Gene Regulation Observatory, Broad Institute of MIT and Harvard, Cambridge, MA 02142, USA; Eli and Edythe Broad Center for Regenerative Medicine and Stem Cell Research, University of Southern California Keck School of Medicine, Los Angeles, CA 90033, USA.
Institute for Systems Genetics, NYU Langone Health, New York, NY 10016, USA; Department of Biochemistry and Molecular Pharmacology, NYU Grossman School of Medicine, New York, NY 10016, USA.
Med. 2024 Aug 9;5(8):1016-1029.e4. doi: 10.1016/j.medj.2024.05.003. Epub 2024 May 21.
Xenotransplantation of genetically engineered porcine organs has the potential to address the challenge of organ donor shortage. Two cases of porcine-to-human kidney xenotransplantation were performed, yet the physiological effects on the xenografts and the recipients' immune responses remain largely uncharacterized.
We performed single-cell RNA sequencing (scRNA-seq) and longitudinal RNA-seq analyses of the porcine kidneys to dissect xenotransplantation-associated cellular dynamics and xenograft-recipient interactions. We additionally performed longitudinal scRNA-seq of the peripheral blood mononuclear cells (PBMCs) to detect recipient immune responses across time.
Although no hyperacute rejection signals were detected, scRNA-seq analyses of the xenografts found evidence of endothelial cell and immune response activation, indicating early signs of antibody-mediated rejection. Tracing the cells' species origin, we found human immune cell infiltration in both xenografts. Human transcripts in the longitudinal bulk RNA-seq revealed that human immune cell infiltration and the activation of interferon-gamma-induced chemokine expression occurred by 12 and 48 h post-xenotransplantation, respectively. Concordantly, longitudinal scRNA-seq of PBMCs also revealed two phases of the recipients' immune responses at 12 and 48-53 h. Lastly, we observed global expression signatures of xenotransplantation-associated kidney tissue damage in the xenografts. Surprisingly, we detected a rapid increase of proliferative cells in both xenografts, indicating the activation of the porcine tissue repair program.

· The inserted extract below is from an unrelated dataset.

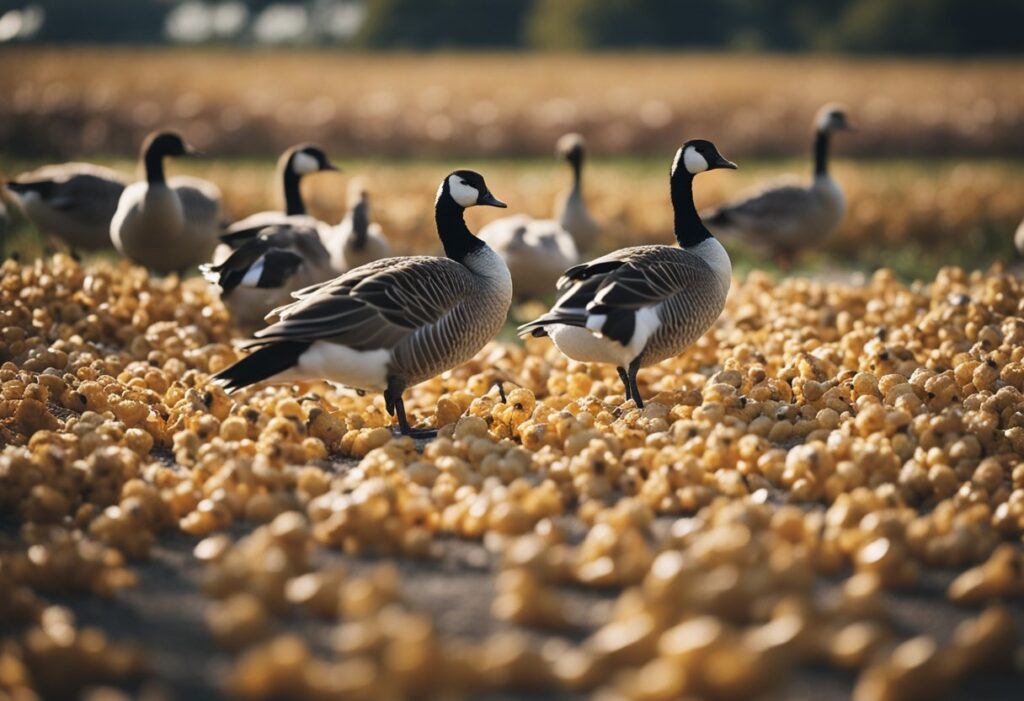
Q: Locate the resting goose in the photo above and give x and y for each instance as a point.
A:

Longitudinal and single-cell transcriptomic analyses of porcine kidneys and the recipient's PBMCs revealed time-resolved cellular dynamics of xenograft-recipient interactions during xenotransplantation. These cues can be leveraged for designing gene edits and immunosuppression regimens to optimize xenotransplantation outcomes.
This work was supported by NIH RM1HG009491 and DP5OD033430.
基因工程猪器官的异种移植具有解决器官供体短缺挑战的潜力。已经进行了两例猪到人体肾脏异种移植,但异种移植物和受者免疫反应的生理影响在很大程度上仍未得到充分描述。
我们对供体猪的肾脏进行了单细胞 RNA 测序(scRNA-seq)和纵向 RNA-seq 分析,以剖析异种移植相关的细胞动力学和移植物-受者相互作用。我们还对外周血单核细胞(PBMC)进行了纵向 scRNA-seq 分析,以检测随时间推移的受者免疫反应。
尽管没有检测到超急性排斥反应信号,但异种移植物的 scRNA-seq 分析发现了内皮细胞和免疫反应激活的证据,表明存在抗体介导的排斥反应的早期迹象。追踪细胞的种属来源,我们发现异种移植物中存在人类免疫细胞浸润。纵向 bulk RNA-seq 中的人类转录本表明,人类免疫细胞浸润和干扰素-γ诱导的趋化因子表达的激活分别在异种移植后 12 和 48 小时发生。相应地,PBMC 的纵向 scRNA-seq 也揭示了受者免疫反应的两个阶段,分别在 12 和 48-53 小时。最后,我们在异种移植物中观察到与异种移植相关的肾脏组织损伤的全基因组表达特征。令人惊讶的是,我们在两个异种移植物中都检测到增殖细胞的快速增加,这表明猪组织修复程序的激活。
对供体猪的肾脏和受者的 PBMC 进行纵向和单细胞转录组分析揭示了异种移植过程中移植物-受者相互作用的时间分辨细胞动力学。这些线索可用于设计基因编辑和免疫抑制方案,以优化异种移植的结果。
这项工作得到了 NIH RM1HG009491 和 DP5OD033430 的支持。